[C++ / Pangram] passes without isalpha and tolower checks

This code passes all tests although it is not correct:

const int letterMask = 67108863; // 2^26 -1

bool is_pangram(std::string input)
{
	int charBits = 0;

	for (char& c : input)
	{
		charBits |= 1 << (c - 'a');
	}

	return letterMask == (charBits & letterMask);
}

Not using std::tolower actually works (with most compilers) as uppercase characters lead to negatiive numbers which shift from the left and end up at the same place as the lowercase charactes (although it is undefined behaviour).

Leaving out std::isalpha (or a similar range check) does not work correctly though as numbers and special characters end up occupying the same bits as the characters.

This problem is not currently covered by any of the tests.
I wrote a test that catches this issue

TEST_CASE("missing_letters_masked_with_numbers")
{
    REQUIRE(!pangram::is_pangram("abcdefghijklmno0123456789z"));
}

The test fails as 0-9 set the same bits as the letter p-y.

1 Like

I do not think that this is “undefined behaviour”. If you ensure your int charBits is 32 bit wide, then you actually use the ASCII code design that uppercase letters are 32 characters away from their lowercase counterparts. This was done to switch casing by toggling one bit only and so is not “undefined behaviour”.

Regarding the missing test case: We have a common repository of test cases called problem specifications. Would you prepare a Pull Request to add that test there? Link to this forum thread in the PR description, so everybody knows where to find details about the test case.

I’m not sure this test case makes sense to add to the problem set. Is this something that would occur across languages? Should it be tagged with a scenario if it applies to only some languages?

In the first sentence of Pangrams Deep Dive chapter bitwise operations are mentioned. So, yes, there are plenty of possible languages and some approaches using bit shifting.

We don’t have a scenario for such. The test does not test for anything special like unicode or big-integers.

The deep dive has plenty of language specific approaches. I don’t recall seeing any solutions on the Python, awk or bash track that would have this issue. This is why there is usually a discussion and input from maintainers prior to giving the go ahead to make changes to the problem specs.

What do other maintainers think about this?

Also of relevance, we explicitly aren’t trying to cover every possible edge case and approach.
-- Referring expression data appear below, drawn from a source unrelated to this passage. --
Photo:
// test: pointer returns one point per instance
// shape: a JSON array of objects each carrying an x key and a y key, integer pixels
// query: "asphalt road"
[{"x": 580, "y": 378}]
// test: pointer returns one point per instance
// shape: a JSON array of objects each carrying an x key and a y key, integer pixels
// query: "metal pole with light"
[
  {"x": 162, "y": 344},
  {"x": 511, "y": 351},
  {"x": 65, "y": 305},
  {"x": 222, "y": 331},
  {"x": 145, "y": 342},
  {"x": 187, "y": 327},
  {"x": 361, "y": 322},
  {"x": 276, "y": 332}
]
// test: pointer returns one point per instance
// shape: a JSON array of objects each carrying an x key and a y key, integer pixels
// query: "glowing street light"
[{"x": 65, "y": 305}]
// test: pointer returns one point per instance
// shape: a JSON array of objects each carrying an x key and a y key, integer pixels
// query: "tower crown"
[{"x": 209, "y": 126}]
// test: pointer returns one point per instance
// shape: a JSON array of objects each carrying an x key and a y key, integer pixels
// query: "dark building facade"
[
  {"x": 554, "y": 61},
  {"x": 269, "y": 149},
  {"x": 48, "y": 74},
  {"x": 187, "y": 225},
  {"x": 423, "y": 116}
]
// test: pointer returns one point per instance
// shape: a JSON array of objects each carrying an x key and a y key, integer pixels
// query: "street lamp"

Suggesting Exercise Improvements | Exercism's Docs

The discussion for this language should happen first.

Then a discussion rather than a pull request, could happen for Problem Specifications, after which the work to get the change could happen (or not).
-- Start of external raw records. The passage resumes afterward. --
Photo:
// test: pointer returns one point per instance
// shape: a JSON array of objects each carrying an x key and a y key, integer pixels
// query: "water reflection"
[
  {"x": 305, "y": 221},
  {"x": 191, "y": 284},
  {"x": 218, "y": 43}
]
Since the goal is not to cover all potential solutions (nor problems) of an exercise, it may be that this “missing test” can remain missing and we keep it as a discussion point when mentoring when it comes up and the student is exploring this style of approach in any language.

1 Like

I don’t think we should reason about code that invokes undefined behavior (UB). With UB anything can happen (e.g. the often quoted “nasal demons” or “pregnant cats”).
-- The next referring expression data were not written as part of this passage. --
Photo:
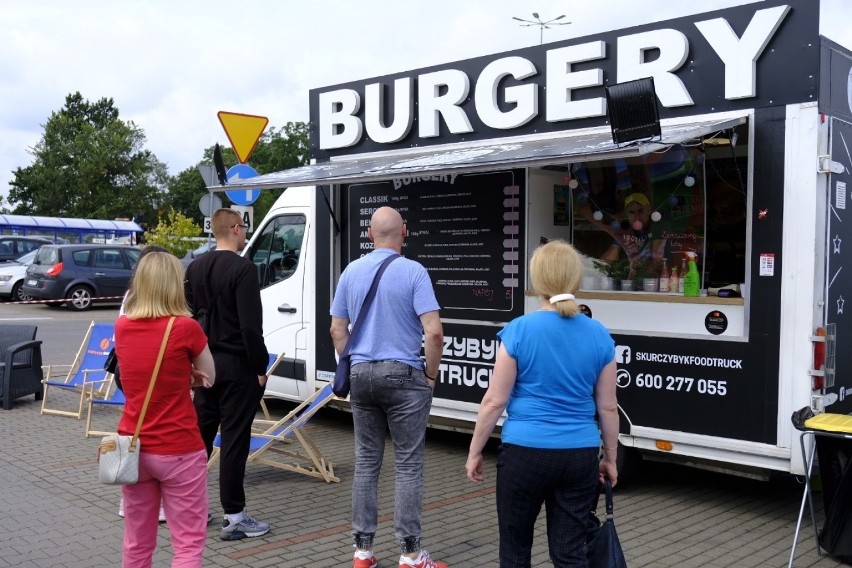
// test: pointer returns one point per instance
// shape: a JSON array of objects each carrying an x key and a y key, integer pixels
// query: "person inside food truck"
[{"x": 634, "y": 235}]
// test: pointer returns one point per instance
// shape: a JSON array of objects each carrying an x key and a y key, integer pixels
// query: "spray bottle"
[{"x": 691, "y": 280}]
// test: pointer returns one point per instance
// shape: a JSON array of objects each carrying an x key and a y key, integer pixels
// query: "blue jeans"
[{"x": 388, "y": 395}]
I would be in favor of an additional test if that would catch an “obvious” issue, or issues that can be found in multiple accepted solutions.
IMHO this is not an “obvious” issue. Do you happen to know if multiple invalid solutions like the one from your snippet can be found in the community solutions?

1 Like

Can any of the long term maintainers remember the reasoning behind this test case: problem-specifications/exercises/pangram/canonical-data.json at 00fe66c4d57e38f9c88e45831ba1208f95299bd3 · exercism/problem-specifications · GitHub ? To me it looks like some arbitrary leet-code style letter-to-number mapping.

How about replacing that test with the one that actually covers some different possible failure class (as explained in the first post)? We have more “ignore non-alphabet character” tests that are not related to ASCII design issues.

I can see why you would not want cover every possible edgecase.
But I think that missing the isalpha check is something the test should cover.

I have not found any other solutions yet that have this problem.
This might be because most people think about sanatizing the input first.

Most solutions (even in other languages) follow the same structure though:

  1. Check if it is a character
  2. Convert to lower
  3. Add to bitfield or list
  4. Check if bitfield or list covers all characters.

You can just leave out 1. and still pass all the tests.

I think the same problem might occur in other languages depending if its possible to use negative indices (either for bit shifting or for array access)
Python would be a good example when using the negative index to access a list from the end.

Afaik it is because bitshifting by a negative value is not specified. It seems most compilers implement it by shifting right though.
I left it in my solution anyway as I think its a neat little trick :)

I thought about replacing this test. But I read in the guidelines that existing tests shall not be modified (which makes sense).
Thats why I propesed a new one.

Yes, I can create a PR. Should we further discuss it here first or should I just create a PR so we can discuss it on the PR?

Exercism policy is to discuss proposed changes to the problem spec and get maintainer approval prior to opening a PR. Please do follow our policy.